Lord Young—The question here is regarding the competency of an action of multiplepoinding, brought in name of Elizabeth Duffus or Jamieson, executrix-dative on the estate of the late Peter Duffus, a crofter, she being designed as the pursuer and nominal raiser, and the real raiser being a creditor on the estate of the name of Dallas. There are some six or nine creditors called as defenders, one of them being Ann Robertson. The executrix, we were told, assents to the action being brought in her name by one of the creditors on the estate on which she is the executrix, and all the creditors assent to this form of action with the exeception of Ann Robertson, who says it is incompetent. The nature of her claim has been explained to us. She was a servant of the deceased, and her claim amounted to £104. By reason of that claim the estate, the whole amount of which was only £94, was unable to pay the creditors in full, and this action of multiplepoinding was raised. Now what is the objection to this form of action? I cannot conceive any, and I must look at it as if the action had been raised by the executrix herself. Now, Mr Sym, with that candour which we always expect from him, and which be always displays, admitted that an executrix who finds claims made in excess of the estate may raise a multiplepoinding for exoneration. But what difference does it make whether it was originally brought by her, or approbated by her when brought by one of the creditors? I can see no reason for drawing a distinction.

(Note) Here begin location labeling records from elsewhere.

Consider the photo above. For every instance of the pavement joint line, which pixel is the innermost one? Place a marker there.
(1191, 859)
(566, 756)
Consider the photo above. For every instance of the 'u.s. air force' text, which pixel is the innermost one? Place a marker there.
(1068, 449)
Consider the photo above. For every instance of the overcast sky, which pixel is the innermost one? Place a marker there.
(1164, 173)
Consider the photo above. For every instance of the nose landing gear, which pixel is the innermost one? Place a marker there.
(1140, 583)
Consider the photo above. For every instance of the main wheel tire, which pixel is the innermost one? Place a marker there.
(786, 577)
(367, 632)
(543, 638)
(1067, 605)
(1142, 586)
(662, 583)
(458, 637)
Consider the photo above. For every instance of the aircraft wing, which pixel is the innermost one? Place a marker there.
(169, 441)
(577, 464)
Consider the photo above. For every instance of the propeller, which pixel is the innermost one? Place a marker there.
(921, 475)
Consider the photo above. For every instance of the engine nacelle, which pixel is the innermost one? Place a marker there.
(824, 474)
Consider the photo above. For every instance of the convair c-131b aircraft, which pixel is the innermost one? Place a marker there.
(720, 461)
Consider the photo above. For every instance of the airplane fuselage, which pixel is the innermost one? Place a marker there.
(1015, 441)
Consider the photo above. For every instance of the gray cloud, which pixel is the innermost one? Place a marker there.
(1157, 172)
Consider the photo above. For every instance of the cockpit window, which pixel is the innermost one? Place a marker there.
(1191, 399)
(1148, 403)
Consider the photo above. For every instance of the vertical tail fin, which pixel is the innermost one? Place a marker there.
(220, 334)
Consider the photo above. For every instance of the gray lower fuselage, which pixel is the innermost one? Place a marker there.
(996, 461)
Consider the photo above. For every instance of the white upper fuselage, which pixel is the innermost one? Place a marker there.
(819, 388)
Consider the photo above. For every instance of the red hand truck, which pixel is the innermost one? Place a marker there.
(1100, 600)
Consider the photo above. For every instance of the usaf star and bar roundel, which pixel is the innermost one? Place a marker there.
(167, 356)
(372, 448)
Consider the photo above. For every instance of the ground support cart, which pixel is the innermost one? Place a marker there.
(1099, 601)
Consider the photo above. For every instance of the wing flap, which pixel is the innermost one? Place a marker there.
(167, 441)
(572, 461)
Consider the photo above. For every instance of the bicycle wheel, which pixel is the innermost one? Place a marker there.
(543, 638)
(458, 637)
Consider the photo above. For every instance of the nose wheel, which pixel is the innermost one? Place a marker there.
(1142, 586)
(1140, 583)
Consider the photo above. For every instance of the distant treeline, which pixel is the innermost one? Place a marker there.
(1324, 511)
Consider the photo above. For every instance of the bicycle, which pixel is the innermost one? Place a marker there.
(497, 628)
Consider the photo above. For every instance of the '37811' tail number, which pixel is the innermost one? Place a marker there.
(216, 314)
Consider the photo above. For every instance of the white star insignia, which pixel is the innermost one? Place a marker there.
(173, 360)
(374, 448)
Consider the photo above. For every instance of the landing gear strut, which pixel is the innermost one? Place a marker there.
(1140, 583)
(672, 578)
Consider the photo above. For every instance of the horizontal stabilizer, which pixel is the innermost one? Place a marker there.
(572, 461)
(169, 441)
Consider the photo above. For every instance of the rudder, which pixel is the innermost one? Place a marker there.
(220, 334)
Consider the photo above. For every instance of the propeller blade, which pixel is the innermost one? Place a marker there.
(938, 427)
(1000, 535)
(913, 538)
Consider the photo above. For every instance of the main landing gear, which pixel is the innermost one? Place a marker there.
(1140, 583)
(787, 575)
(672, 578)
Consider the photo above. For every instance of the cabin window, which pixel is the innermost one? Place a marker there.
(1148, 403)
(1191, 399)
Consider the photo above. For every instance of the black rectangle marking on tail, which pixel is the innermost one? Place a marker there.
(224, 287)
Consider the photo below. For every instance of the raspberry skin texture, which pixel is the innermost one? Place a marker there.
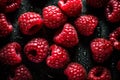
(118, 66)
(70, 7)
(59, 57)
(5, 27)
(114, 36)
(97, 3)
(75, 71)
(113, 11)
(67, 37)
(10, 54)
(53, 17)
(99, 73)
(30, 23)
(21, 73)
(86, 24)
(36, 49)
(10, 5)
(101, 49)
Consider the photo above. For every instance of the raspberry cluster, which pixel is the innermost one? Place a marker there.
(67, 35)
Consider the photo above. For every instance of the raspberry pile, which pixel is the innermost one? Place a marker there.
(69, 28)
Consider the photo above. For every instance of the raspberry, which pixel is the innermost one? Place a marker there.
(59, 57)
(21, 73)
(99, 73)
(71, 7)
(10, 54)
(36, 50)
(86, 24)
(30, 23)
(75, 71)
(101, 49)
(53, 17)
(97, 3)
(67, 37)
(113, 11)
(114, 36)
(10, 5)
(118, 66)
(5, 27)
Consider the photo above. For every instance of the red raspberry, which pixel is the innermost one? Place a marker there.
(113, 11)
(75, 71)
(97, 3)
(114, 36)
(101, 49)
(10, 5)
(70, 7)
(5, 27)
(99, 73)
(118, 66)
(53, 17)
(59, 57)
(21, 73)
(10, 54)
(67, 37)
(30, 23)
(86, 24)
(36, 50)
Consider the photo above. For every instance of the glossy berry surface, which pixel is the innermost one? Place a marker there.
(75, 71)
(67, 37)
(36, 50)
(58, 58)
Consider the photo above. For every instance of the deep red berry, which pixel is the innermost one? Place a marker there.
(9, 5)
(86, 24)
(70, 7)
(5, 27)
(30, 23)
(75, 71)
(67, 37)
(118, 66)
(97, 3)
(113, 11)
(36, 50)
(114, 38)
(21, 73)
(59, 57)
(99, 73)
(10, 54)
(101, 49)
(53, 17)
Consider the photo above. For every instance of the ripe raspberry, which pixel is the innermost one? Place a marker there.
(53, 17)
(101, 49)
(114, 38)
(30, 23)
(99, 73)
(36, 50)
(70, 7)
(10, 54)
(67, 37)
(5, 27)
(113, 11)
(118, 66)
(59, 57)
(10, 5)
(75, 71)
(21, 73)
(86, 24)
(97, 3)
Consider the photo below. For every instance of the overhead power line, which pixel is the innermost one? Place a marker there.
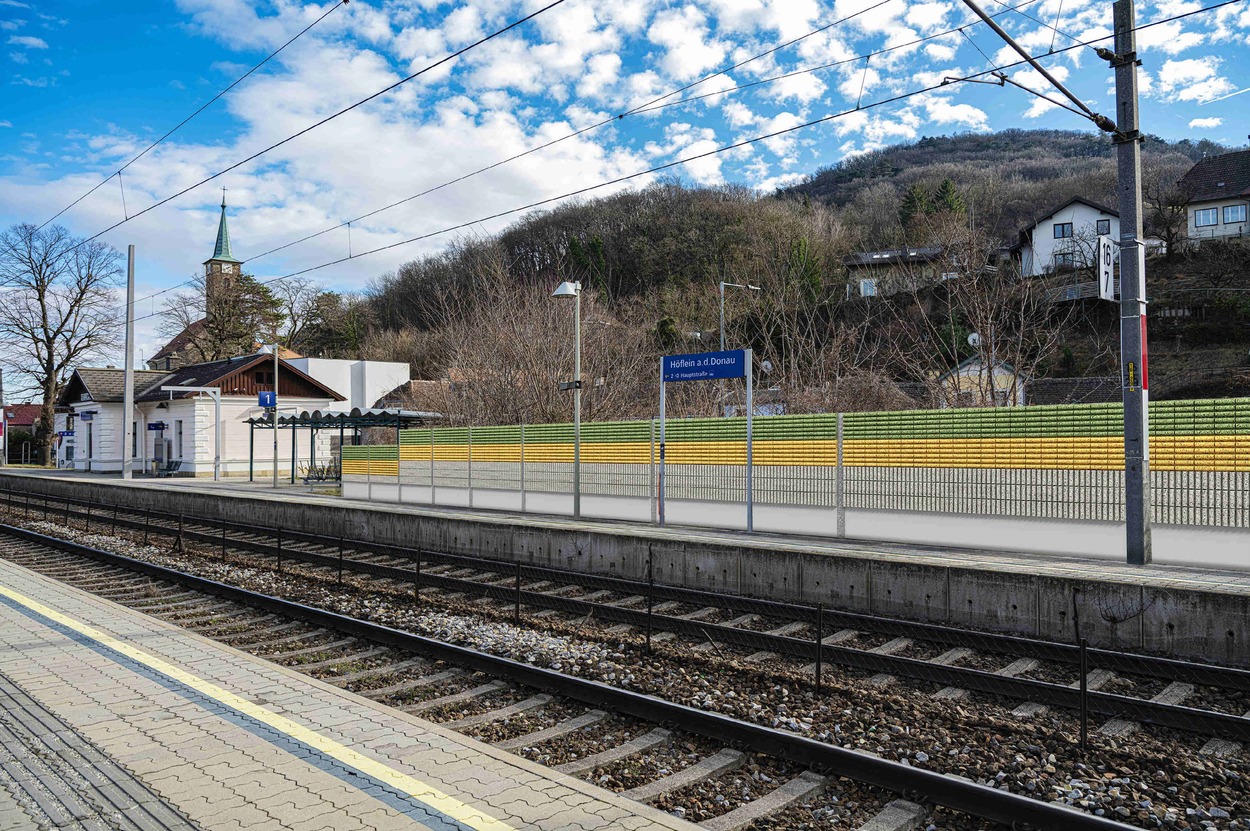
(744, 143)
(203, 108)
(591, 128)
(328, 119)
(654, 105)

It appears that Ann Robertson had got the length of raising a summons against the executrix in another action to have the amount of her claim against the deceased's estate determined. Well, I think the proper course for the executrix was to bring a multiplepoinding, or when a multiplepoinding was brought in her name by a creditor, to bring the matter under the notice of the Court—it was the same Sheriff—and have the action brought under the multiplepoinding, but what happened was this. The learned Sheriff, I suppose at the instance of Ann Robertson, sisted the action of multiplepoinding until the amount of her claim had been settled in the other action. I cannot comprehend the course followed by the Sheriff. It was the reverse of the right course, which was to have held Ann Robertson's summons in the other action as a claim in the action of multiplepoinding. After sisting the multiplepoinding until the other action had been otherwise decided, the Sheriff then considered the competency of the multiplepoinding, and held that it was incompetent. I think he was wrong. I am of opinion it was competent, and that the appeal must be sustained, and the appellant found entitled to expenses.

Lord Rutherfurd Clark concurred.

Lord Lee—I concur. I think that this is not a case of a creditor taking the administration of the estate out of the hands of the executrix against her will by means of a multiplepoinding.

Counsel:

Counsel for the Appellants— Low—Kennedy. Agent— D. Lister Shand, W.S.

Counsel for the Respondent Ann Robertson— Sym. Agent— W. B. Rainnie, S.S.C.